Daridorexant, a New Dual Orexin Receptor Antagonist to Treat Insomnia Disorder.

OBJECTIVE: To evaluate the dose-response relationship of daridorexant, a new dual orexin receptor antagonist, on sleep variables in subjects with insomnia disorder. METHODS: Adults (≤64 years) with insomnia disorder were randomized (1:1:1:1:1:1) to receive daily oral placebo, daridorexant (5, 10, 25, or 50mg), or 10mg zolpidem for 30 days. The primary efficacy outcome was the change in wake time after sleep onset from baseline to days 1 and 2. Secondary outcome measures were change in latency to persistent sleep from baseline to days 1 and 2, change in subjective wake time after sleep onset, and subjective latency to sleep onset from baseline to week 4. Safety was also assessed. RESULTS: Of 1,005 subjects screened, 359 (64% female) were randomized and received ≥1 dose. A significant dose-response relationship (multiple comparison procedure-modeling, 2-sided p < 0.001) was found in the reduction of wake after sleep onset and latency to persistent sleep from baseline to days 1 and 2 with daridorexant.
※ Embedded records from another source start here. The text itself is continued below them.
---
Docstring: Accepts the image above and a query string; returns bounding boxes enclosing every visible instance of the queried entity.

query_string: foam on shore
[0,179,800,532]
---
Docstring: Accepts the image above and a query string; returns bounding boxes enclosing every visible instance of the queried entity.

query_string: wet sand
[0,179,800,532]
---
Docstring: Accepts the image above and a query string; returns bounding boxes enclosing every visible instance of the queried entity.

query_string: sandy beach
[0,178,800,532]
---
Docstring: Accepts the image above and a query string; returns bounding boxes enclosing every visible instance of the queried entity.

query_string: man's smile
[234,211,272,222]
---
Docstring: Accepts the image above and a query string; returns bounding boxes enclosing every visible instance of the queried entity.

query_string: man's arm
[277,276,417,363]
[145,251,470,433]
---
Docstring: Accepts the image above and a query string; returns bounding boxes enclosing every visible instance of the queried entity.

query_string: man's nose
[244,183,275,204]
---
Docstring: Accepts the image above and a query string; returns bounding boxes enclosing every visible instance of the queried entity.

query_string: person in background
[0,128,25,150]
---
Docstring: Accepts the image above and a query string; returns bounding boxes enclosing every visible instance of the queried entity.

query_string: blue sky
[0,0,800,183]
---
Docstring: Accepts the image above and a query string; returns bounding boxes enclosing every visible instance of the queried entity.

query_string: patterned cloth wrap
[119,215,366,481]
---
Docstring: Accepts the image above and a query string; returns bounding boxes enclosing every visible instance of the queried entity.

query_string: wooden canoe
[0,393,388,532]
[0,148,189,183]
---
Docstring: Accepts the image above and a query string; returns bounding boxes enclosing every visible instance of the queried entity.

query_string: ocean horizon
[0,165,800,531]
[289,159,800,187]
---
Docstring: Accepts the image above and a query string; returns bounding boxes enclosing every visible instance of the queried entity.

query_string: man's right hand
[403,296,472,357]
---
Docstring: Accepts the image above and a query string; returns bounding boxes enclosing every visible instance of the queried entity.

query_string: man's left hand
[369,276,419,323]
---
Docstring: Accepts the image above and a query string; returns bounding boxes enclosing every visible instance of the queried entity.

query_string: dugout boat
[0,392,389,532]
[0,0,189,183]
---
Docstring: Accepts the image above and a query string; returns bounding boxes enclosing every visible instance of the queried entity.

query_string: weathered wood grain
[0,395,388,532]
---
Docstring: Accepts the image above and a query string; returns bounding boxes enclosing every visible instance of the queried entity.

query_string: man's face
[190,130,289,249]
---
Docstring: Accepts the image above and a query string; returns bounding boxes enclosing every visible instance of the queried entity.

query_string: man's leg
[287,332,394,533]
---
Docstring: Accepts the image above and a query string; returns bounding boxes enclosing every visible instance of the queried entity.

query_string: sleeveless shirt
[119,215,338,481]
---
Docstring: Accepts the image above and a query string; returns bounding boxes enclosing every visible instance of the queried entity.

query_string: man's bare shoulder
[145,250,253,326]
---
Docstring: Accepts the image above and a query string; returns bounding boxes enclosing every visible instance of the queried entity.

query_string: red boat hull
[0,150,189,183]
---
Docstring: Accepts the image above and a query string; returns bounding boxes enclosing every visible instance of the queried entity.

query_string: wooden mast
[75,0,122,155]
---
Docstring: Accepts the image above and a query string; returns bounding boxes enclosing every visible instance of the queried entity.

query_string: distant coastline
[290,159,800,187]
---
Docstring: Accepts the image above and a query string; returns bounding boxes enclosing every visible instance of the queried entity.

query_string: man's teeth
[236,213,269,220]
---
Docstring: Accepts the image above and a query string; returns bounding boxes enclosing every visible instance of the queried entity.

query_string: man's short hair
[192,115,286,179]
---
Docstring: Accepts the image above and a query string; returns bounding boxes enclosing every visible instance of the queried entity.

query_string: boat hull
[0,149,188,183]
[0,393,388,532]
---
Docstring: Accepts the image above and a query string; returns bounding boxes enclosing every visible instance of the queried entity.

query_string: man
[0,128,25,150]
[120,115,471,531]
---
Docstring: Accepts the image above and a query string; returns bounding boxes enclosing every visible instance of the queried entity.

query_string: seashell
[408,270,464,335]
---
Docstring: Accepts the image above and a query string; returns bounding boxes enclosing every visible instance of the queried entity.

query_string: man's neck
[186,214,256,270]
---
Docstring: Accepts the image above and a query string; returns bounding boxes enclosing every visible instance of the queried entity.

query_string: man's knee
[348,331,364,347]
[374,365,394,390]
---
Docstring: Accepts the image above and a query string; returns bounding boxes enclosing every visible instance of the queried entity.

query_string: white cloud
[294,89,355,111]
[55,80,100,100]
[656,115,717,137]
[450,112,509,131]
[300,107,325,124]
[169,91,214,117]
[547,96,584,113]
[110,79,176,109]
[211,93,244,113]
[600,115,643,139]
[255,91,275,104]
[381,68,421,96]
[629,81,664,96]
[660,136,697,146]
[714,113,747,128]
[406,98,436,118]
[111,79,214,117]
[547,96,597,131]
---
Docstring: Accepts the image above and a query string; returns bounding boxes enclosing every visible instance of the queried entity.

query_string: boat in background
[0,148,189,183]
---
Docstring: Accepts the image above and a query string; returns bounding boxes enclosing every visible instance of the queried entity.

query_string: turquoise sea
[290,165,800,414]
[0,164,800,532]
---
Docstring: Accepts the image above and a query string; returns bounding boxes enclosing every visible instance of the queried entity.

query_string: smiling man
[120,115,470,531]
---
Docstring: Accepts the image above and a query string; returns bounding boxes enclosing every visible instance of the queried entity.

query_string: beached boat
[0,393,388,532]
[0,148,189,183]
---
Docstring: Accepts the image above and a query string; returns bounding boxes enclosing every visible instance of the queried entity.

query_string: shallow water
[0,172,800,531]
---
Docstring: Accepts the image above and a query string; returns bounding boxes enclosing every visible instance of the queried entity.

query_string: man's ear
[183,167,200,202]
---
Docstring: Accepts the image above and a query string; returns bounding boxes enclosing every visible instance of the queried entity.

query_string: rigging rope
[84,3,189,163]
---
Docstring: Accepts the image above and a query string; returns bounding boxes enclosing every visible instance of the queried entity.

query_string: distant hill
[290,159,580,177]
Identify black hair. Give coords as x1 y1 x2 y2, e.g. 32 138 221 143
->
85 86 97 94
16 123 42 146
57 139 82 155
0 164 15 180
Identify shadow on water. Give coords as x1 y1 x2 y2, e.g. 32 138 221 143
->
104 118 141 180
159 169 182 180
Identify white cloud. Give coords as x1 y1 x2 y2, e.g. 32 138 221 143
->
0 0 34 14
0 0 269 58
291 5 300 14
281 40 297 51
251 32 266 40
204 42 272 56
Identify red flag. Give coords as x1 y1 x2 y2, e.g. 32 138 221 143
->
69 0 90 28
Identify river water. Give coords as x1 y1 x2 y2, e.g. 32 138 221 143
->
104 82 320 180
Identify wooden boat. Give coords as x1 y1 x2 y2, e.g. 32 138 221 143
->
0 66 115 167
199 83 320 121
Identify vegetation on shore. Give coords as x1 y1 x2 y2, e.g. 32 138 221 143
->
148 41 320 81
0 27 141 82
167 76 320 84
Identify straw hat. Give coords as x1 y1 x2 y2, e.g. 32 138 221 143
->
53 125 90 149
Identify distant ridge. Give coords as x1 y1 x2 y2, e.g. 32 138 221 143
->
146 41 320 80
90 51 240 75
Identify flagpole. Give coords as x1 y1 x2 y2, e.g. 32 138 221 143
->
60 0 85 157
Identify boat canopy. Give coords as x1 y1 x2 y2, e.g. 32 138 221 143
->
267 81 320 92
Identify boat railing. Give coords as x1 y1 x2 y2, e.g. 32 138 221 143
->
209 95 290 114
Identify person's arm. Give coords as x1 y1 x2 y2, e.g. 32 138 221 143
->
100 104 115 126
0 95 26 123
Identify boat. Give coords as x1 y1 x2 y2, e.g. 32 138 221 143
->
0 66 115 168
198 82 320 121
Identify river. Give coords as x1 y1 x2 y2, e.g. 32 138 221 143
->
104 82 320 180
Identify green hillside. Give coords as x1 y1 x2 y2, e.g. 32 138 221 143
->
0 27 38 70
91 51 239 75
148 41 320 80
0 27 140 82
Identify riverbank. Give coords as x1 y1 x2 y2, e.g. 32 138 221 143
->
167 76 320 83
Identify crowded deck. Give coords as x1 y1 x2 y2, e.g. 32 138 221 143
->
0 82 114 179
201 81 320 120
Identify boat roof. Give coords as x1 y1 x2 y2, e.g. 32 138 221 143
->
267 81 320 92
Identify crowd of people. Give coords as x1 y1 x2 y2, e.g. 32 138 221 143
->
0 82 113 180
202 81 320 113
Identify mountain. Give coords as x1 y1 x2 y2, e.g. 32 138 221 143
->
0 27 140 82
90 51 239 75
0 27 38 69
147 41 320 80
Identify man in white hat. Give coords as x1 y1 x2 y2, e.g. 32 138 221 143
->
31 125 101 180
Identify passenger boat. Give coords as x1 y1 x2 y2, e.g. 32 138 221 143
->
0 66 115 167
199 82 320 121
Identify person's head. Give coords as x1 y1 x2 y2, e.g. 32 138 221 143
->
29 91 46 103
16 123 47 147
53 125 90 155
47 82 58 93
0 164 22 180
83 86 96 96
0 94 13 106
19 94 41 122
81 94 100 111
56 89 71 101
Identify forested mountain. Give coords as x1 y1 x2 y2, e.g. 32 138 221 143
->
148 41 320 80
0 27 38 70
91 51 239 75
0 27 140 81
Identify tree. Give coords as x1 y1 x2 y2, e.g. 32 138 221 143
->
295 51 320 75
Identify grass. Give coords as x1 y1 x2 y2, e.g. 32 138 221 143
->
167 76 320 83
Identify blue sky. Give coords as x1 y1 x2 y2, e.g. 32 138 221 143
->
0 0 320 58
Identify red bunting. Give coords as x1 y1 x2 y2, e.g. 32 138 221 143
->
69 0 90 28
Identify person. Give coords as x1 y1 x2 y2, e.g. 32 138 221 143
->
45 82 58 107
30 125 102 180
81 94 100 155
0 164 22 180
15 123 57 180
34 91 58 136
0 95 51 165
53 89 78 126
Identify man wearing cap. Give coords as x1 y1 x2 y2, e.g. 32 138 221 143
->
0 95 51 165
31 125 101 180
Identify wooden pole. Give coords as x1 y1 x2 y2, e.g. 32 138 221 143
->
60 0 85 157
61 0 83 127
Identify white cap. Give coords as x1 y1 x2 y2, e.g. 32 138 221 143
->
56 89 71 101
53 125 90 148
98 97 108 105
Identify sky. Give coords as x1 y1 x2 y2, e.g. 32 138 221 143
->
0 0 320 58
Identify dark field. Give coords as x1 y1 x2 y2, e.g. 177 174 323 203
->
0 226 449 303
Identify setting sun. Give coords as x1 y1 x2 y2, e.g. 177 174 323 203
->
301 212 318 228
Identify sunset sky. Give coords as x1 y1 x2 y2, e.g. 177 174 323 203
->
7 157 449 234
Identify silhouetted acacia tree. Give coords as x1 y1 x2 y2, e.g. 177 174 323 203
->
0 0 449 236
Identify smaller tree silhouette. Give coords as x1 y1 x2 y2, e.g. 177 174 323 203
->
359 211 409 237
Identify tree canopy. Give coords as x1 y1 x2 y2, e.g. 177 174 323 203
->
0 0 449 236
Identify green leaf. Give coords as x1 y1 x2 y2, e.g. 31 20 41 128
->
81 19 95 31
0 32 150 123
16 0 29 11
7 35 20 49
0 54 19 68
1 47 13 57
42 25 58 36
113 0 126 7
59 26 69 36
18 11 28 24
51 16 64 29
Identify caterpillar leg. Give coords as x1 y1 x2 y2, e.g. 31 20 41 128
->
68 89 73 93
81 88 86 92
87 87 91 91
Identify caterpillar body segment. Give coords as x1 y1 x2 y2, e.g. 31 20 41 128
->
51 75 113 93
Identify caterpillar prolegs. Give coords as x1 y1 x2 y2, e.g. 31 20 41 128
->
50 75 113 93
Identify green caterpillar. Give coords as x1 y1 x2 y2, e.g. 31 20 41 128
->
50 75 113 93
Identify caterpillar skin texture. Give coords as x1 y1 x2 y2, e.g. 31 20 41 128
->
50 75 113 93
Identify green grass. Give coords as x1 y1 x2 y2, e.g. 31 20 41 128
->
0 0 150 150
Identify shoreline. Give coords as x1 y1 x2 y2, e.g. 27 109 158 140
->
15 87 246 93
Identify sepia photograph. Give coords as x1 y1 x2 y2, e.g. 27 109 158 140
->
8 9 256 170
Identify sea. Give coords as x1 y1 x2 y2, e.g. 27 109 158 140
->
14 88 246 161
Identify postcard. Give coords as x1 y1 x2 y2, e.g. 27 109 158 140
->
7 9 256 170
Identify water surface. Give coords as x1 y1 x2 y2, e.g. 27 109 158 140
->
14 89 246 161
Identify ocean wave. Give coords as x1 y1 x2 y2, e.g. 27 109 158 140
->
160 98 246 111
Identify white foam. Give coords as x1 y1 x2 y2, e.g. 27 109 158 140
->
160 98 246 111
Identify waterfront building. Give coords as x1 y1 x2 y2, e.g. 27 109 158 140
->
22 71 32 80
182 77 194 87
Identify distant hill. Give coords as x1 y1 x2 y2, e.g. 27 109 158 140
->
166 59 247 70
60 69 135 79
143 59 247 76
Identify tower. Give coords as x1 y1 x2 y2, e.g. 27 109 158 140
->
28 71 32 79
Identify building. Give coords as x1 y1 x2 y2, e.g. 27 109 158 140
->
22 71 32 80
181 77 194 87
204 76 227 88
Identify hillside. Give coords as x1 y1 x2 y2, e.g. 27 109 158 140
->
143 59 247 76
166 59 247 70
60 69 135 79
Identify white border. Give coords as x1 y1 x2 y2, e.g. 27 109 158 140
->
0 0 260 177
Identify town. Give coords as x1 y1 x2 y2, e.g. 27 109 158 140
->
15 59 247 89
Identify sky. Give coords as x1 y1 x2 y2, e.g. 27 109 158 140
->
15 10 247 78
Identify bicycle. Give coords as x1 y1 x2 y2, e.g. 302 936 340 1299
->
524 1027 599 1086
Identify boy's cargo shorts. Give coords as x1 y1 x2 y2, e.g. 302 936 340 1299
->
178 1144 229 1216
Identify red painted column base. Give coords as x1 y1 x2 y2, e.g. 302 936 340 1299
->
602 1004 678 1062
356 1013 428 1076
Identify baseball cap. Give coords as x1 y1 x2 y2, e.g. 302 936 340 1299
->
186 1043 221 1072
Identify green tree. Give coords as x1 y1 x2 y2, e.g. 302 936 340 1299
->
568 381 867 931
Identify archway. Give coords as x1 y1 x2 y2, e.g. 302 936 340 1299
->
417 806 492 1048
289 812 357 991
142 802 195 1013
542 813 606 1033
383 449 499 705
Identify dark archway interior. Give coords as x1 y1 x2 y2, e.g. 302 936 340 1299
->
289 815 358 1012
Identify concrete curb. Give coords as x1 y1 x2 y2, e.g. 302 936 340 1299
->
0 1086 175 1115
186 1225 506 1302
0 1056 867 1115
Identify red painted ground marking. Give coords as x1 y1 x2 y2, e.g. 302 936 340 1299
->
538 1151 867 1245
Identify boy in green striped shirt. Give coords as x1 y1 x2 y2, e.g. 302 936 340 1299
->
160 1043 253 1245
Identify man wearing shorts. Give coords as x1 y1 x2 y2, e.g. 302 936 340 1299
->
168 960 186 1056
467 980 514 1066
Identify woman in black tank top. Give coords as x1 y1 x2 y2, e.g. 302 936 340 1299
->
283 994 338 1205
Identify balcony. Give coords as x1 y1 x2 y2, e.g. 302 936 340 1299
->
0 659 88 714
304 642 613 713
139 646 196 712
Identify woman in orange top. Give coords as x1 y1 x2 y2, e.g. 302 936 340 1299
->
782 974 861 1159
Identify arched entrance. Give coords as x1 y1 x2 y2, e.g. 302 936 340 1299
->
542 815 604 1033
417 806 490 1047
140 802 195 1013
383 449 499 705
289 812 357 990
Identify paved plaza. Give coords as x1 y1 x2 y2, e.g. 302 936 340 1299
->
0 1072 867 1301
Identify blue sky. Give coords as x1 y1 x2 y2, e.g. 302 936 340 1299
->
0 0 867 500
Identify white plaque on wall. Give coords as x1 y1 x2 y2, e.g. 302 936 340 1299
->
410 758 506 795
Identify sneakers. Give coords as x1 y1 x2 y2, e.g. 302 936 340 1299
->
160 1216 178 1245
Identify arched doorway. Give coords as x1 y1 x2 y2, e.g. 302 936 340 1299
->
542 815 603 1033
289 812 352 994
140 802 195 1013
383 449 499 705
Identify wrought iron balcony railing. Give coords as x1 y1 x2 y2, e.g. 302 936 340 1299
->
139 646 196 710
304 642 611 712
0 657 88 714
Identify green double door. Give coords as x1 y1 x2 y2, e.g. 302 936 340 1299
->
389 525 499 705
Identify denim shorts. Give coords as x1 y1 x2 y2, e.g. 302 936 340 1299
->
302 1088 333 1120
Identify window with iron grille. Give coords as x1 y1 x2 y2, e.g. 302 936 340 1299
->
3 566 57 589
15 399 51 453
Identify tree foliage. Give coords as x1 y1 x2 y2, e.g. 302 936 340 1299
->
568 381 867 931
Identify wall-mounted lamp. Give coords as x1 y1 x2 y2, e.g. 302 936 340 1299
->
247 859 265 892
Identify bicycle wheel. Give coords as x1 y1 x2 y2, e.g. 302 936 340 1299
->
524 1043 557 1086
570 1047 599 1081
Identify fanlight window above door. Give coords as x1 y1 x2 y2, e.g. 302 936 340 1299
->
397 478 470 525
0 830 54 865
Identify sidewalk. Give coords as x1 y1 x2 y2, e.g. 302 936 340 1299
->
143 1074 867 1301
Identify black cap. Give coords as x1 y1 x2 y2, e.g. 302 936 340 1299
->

These reductions were sustained through to days 28 and 29 (p = 0.050 and p = 0.042, respectively). Similar dose-dependent relationships were observed for subjective wake after sleep onset and subjective latency to sleep onset. The incidence of treatment-emergent adverse events was 35%, 38%, 38%, and 34% in subjects treated with 5, 10, 25, and 50mg daridorexant, respectively, compared with 30% for placebo, and 40% for 10mg zolpidem. There were no clinically relevant treatment-related serious adverse events. Four subjects withdrew due to adverse events. INTERPRETATION: Daridorexant induced a dose-dependent reduction in wake time after sleep onset in subjects with insomnia disorder (Clinicaltrials.gov NCT02839200). Ann Neurol 2020;87:347-356.